The House of Spider George. Photo by Michael Horne.

This is a lovely home by itself and notable for its occupants: Generations of one family lived here for nearly 70 years while running one of the city’s successful chain bakeries and the current occupant, a musician and orchestra director and his colorful wife, have been in residence for over three decades.

It is a shame the original building permit for this home has disappeared. The handsome brick duplex on N. Astor St. is among the most attractive and significant of such structures in the city. The house is a century old. And the rare stability of its occupants is an accomplishment in any neighborhood, especially the dynamic Lower East Side, where this building stands among a group of mostly frame homes with wildly diverse architecture.

Confusion about the home’s history dates back decades. This is in part to a misfiling in the city permit records which suggest alterations to the building as far back as 1898. Red herring! The structure altered was actually the one to the south. The error was compounded in other sources, fixing the home’s construction date as 1898 in many sources. But maps of the city show no home on this site as late as 1910.

Even the files of the city assessor were in error, back in the pen-and-inkwell era, where the file shows that this home was built in 1898, with an addition in 1913. Both were later crossed out, (in pencil) when an unknown assessor decades ago established the building’s date of construction to be 1918, and we will go with that.

But it would be nice to know some other details, like the name of the architect, for this building certainly shows the presence of a trained design professional.

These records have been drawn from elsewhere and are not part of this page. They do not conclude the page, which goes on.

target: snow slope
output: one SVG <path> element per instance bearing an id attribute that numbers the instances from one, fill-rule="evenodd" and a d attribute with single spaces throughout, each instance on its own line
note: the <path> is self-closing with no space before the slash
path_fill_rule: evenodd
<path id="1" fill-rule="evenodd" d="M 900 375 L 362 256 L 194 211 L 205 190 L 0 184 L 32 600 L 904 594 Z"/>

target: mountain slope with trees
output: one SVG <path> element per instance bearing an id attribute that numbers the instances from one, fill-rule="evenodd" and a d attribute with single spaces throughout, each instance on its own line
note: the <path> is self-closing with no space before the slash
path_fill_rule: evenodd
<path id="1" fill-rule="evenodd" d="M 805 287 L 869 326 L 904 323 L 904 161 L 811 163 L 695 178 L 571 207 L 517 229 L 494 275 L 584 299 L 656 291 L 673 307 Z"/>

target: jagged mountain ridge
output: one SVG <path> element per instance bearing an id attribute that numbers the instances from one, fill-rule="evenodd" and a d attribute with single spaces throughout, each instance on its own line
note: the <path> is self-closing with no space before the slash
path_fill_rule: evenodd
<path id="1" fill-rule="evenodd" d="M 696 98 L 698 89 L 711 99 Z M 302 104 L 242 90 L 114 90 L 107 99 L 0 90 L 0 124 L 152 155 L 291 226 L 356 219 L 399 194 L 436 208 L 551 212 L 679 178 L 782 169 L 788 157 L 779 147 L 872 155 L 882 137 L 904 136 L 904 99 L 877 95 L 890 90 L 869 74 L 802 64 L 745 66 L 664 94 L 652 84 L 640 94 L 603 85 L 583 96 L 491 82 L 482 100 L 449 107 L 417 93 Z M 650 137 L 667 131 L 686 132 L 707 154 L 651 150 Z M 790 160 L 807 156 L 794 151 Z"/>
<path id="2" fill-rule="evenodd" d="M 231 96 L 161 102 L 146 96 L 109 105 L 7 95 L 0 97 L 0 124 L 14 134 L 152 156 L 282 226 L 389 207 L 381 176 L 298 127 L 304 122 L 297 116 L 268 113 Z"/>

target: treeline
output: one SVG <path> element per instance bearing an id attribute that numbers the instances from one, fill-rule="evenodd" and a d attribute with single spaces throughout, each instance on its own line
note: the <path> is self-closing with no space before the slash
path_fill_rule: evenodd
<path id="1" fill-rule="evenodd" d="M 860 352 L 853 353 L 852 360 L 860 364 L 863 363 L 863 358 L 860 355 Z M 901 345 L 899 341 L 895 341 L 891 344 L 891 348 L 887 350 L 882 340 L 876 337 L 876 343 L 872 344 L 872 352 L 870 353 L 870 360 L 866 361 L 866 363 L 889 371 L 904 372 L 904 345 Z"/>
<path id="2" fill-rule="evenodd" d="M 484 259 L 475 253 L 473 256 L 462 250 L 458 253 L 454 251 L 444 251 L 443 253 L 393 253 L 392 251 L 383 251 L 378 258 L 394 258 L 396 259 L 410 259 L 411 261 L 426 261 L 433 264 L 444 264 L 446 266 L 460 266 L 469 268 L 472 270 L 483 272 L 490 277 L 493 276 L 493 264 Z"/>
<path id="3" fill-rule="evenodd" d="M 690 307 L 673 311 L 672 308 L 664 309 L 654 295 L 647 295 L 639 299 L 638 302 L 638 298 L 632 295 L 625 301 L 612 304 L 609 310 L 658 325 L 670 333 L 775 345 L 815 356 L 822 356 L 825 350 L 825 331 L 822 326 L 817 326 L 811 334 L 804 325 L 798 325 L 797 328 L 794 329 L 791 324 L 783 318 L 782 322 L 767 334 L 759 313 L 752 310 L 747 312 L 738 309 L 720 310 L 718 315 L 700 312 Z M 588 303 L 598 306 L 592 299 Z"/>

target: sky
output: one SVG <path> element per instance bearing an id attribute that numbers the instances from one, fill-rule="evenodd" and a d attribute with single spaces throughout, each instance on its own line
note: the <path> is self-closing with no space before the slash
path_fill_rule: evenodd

It is a lucky survivor.

Was Built for Baker

If this home had been built a block to the south, it would have been in the doomed Park East Freeway corridor, virtually the entirety of which was razed in the 1970s for the construction of a freeway never built. Among the properties lost was the bakery of Joseph Poehlmann, located around the corner from here at what was then 166 Ogden Ave. It was Poehlmann’s family that would occupy (for more than 60 years) the house we are discussing: he lived here in the upstairs unit, while the lower floor was rented to Dr. Clarence F. Hardy as his residence. The doctor’s  office, at what was then 848 Marshall St. remains. It is the fancy brick building with a turret at the southeast corner of E. Brady and N. Marshall streets. We can imagine the doctor walking a couple of blocks home to enjoy lunch with his wife Mary before returning to the office for the afternoon patients. We can likewise imagine Joseph Poehlmann walking to the bakery to prepare the bread that Mary bought for her husband’s luncheon sandwich.

In 1928, Joseph Poehlmann built a garage in the back of his property for $500. He lived upstairs until at least 1940, but family members remained until the 1980s. By 1945 the Poehlmanns had quite a bakery empire on their hands, with locations at 524-28 E. Ogden Ave. (the original location), 4128 W. Capitol Dr., 234 W. Center St., 1036 W. Wells St., 1036 W. Wells St., 2632 W. Wells St. and a combined coffee shop/bakery at 105 W. Wells St. The whole outfit was run by Herbert E. Poehlmann, who lived upstairs here. His wife, Lucille, was the corporate secretary.

A Fine Structure

In 1982 the assessor took a look around and described this as a “Quality brick duplex. Cut stone trim. ”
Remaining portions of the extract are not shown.